Havana Affair

Cuba is off my usual beat, but President Obama just gave a statement about resuming diplomatic relations with Cuba and reopening the US embassy in Havana (Cuba will also reopen its embassy in Washington). The embassy likely won’t look much different from the US interests section that already exists there; it will occupy the same physical space, and there won’t be a US ambassador to Cuba just yet.

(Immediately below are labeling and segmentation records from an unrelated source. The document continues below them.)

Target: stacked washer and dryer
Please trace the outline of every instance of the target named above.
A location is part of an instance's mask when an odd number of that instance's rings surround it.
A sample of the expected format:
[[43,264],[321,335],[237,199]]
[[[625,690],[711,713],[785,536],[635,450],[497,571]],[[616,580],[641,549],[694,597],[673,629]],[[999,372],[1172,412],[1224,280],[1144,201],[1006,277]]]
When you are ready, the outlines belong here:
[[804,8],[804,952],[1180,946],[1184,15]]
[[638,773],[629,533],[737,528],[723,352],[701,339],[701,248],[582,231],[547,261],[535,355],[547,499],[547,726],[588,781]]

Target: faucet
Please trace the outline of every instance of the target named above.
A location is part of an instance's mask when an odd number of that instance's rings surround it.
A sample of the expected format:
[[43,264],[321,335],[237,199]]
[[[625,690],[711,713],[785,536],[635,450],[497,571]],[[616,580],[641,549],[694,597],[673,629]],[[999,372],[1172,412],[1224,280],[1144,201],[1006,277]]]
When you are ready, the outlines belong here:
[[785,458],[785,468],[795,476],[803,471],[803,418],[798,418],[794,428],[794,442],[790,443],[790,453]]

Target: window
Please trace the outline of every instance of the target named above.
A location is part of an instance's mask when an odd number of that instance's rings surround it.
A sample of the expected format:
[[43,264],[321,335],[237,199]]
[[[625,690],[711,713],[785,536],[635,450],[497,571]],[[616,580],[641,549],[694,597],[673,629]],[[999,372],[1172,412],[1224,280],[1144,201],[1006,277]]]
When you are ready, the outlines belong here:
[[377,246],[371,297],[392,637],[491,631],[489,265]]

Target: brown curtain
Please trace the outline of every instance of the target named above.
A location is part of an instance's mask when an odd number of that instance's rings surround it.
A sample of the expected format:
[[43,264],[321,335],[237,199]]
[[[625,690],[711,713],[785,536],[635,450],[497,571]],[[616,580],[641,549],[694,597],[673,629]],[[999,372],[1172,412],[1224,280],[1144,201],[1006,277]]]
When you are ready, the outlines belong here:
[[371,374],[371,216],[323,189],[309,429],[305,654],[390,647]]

This is a move that has been held up in part by Cuban refusals to guarantee that US diplomats would be free to move around Cuba and to speak with members of the political opposition, so presumably some kind of arrangement has been reached on that front. As somebody who thinks about history a fair amount, it’s hard to divorce the historic nature of this diplomatic thaw from the more practical policy considerations, but I am also of the opinion that policies that fail over five plus decades should probably be abandoned, and the policy of freezing Cuba out has pretty clearly failed to change anything there.

I was going to embed the live feed of Obama’s statement, but it’s over now because sometimes I am very, very slow at this stuff, so I’ll try to embed the video when it’s posted later on.

UPDATE: Here’s the video:

Vox has posted the letters that Obama and Cuban President Raul Castro exchanged to formally reopen relations, which don’t say much but are obviously of historic significance.